By Matthew Schneier
Taking a fresh look at Polo in the frat house-cum-hunting lodge the label creates in its showroom, it reminds you that as old as the line is, it has weathered well. (That’s not even going into the weathering meticulously applied to, say, a shearling jacket, which looks to be around a century old; as a rep was quick to point out, this company was in the vanguard of using aging effects on clothing.) There’s a lot of freshness to Polo because of the way it’s relentlessly recombined. Every preppy “classic,” so to speak, is worn under, over, or stitched into something else. Cardigans are patched with tweeds, hand-knits embroidered, chinos overprinted. And the Polo world will be shaken again with the introduction of Polo womenswear this fall. One imagines the little brother moving out on his own will welcome the chance to have girls in his room.
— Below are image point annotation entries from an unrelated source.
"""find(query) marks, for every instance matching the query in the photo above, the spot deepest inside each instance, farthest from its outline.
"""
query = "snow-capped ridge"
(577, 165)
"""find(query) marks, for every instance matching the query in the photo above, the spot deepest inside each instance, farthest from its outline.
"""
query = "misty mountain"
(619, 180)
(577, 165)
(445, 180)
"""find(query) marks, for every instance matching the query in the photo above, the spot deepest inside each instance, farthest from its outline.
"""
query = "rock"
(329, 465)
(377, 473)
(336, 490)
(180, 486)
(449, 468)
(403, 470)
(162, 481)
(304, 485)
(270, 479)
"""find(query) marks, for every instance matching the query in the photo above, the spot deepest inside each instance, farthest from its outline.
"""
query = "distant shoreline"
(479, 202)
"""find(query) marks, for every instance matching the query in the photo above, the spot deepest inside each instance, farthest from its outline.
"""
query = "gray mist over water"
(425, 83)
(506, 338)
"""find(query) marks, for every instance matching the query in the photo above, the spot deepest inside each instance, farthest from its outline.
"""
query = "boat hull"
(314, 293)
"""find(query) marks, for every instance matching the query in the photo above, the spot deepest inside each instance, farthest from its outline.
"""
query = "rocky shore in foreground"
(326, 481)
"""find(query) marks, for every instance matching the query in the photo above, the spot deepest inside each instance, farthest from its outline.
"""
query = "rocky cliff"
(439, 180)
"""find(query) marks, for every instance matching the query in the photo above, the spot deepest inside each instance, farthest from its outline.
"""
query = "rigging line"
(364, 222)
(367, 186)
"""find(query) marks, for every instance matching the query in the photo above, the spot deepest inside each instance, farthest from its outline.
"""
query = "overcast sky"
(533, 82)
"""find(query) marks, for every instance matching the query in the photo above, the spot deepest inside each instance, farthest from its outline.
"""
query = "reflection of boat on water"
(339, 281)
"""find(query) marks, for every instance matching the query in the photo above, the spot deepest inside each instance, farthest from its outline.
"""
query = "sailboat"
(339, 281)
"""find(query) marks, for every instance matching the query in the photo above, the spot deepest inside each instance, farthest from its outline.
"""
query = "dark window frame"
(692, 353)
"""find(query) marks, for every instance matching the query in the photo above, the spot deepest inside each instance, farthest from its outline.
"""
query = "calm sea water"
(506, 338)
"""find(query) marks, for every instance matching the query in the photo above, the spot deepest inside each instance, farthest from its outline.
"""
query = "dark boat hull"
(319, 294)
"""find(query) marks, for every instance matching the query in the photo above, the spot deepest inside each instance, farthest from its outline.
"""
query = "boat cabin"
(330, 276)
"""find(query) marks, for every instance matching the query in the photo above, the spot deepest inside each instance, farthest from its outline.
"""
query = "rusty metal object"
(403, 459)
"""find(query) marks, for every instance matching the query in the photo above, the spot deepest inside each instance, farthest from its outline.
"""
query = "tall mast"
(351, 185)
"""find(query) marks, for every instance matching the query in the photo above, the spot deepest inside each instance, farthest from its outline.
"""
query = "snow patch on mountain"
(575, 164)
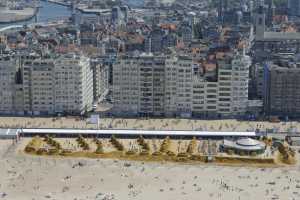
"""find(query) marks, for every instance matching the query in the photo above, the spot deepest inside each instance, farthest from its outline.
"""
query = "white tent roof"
(247, 142)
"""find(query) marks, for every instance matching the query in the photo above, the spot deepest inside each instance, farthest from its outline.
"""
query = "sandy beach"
(149, 124)
(31, 177)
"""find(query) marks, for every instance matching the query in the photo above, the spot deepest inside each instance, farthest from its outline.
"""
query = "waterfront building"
(7, 82)
(150, 85)
(244, 146)
(294, 7)
(46, 85)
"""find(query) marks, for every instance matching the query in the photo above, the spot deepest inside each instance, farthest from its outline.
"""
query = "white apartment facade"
(137, 88)
(7, 81)
(47, 86)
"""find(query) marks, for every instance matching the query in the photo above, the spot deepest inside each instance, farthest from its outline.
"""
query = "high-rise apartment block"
(173, 86)
(43, 86)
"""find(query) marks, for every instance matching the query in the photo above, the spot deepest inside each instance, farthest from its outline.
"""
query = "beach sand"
(31, 177)
(148, 124)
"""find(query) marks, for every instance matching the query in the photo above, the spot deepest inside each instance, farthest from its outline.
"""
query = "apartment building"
(73, 84)
(138, 85)
(39, 86)
(7, 82)
(100, 78)
(46, 85)
(178, 86)
(150, 85)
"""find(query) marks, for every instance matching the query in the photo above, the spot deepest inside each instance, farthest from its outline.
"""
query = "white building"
(168, 86)
(7, 82)
(46, 86)
(73, 84)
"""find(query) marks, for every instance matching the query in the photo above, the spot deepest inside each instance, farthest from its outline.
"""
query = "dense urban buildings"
(203, 60)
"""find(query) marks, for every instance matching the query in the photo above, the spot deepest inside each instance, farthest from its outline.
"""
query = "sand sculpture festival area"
(31, 176)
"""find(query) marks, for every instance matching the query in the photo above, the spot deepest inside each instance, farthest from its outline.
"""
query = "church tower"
(260, 23)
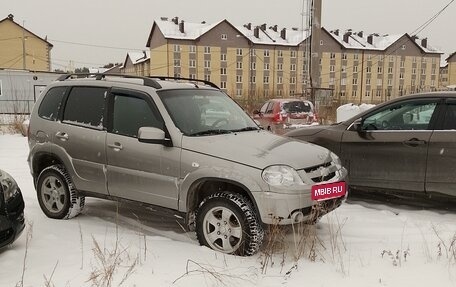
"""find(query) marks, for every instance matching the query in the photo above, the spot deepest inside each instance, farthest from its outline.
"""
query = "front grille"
(6, 235)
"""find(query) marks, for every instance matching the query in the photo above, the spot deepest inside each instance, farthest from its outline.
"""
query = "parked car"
(11, 210)
(281, 115)
(176, 143)
(405, 147)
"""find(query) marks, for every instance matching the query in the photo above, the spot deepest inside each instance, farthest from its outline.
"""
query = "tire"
(227, 222)
(56, 194)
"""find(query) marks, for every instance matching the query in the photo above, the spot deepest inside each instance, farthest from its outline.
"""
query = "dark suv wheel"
(228, 223)
(56, 195)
Meanwhile, Purple Label and Black Label continue to develop. The Fortune 500 CEO who waxes Purple can indulge in a sky-high stand collar for work and a cashmere sweatpant for the weekend—which is the greater leap of faith, only time will tell. While Purple brings plummy three-piece tartan suits for the holidays, Black Label, the most “European” (read: slim, soft, and unstructured) of the RL stable, is dark and sleek. Among the denim shown with haberdashery, and haberdashery shown with denim, softer-shouldered jackets in bird’s-eye and micro-houndstooth stood out. From Disney to Euro, Ralph Lauren spans worlds.